Freezing and Storage of Adipose-derived Stem Cells:

ADMSCs were harvested at 90% confluence before injection for freezing. To collect cells, culture medium was removed and replaced with sterile PBS and after three minutes it was replaced with trypsin-EDTA solution and then incubated at 37°C for 5 minutes. Complete medium (MEM with 10% FBS) was added to inactivate the trypsin, and centrifuged at 1500 rpm for 5 minutes. Cell pellet was resuspended in cryopreservation medium (80% FBS, 10% dimethylsulfoxide and 10% MEM medium) with a final concentration of 5 million cells per milliliter and aliquoted into cryovials. The vials stored at -80 °C overnight and then transferred into a liquid nitrogen container for long-term storage.
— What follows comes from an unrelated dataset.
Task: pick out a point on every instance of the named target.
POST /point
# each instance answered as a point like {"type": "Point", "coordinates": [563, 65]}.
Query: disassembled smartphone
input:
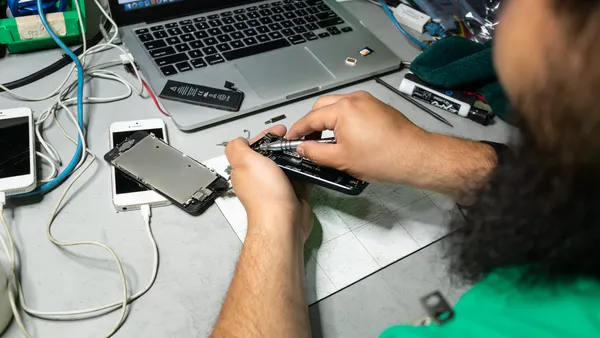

MSCs injection and Study plan:

Patients received 100×106 cells every 20 day for four injections within 2 months and screened for 7 times. MSCs were injected intravenously along with 300 ml normal saline to the patient at a maximum rate of 2×106 cells/min. Each infusion took approximately 30 minute to be completed. After each injection, patient stayed at hospital for at least 6h as recovery time. Efficacy of MSCs treatment in these patients were evaluated using the following parameters: pulmonary functions test (PFTs) [forced expiratory volume in 1 second (FEV1), Forced vital capacity (FVC), FEV1/FVC], total lung capacity by body plethysmography, single-breath carbon monoxide diffusing capacity (CO diffusion) , exercise performance [6-minute walk test (6MWT)], Borg scale dyspnea assessment (BSDA), COPD Assessment Test (CAT), St. George's Respiratory Questionnaire (SRGQ) and comprehensive safety evaluation.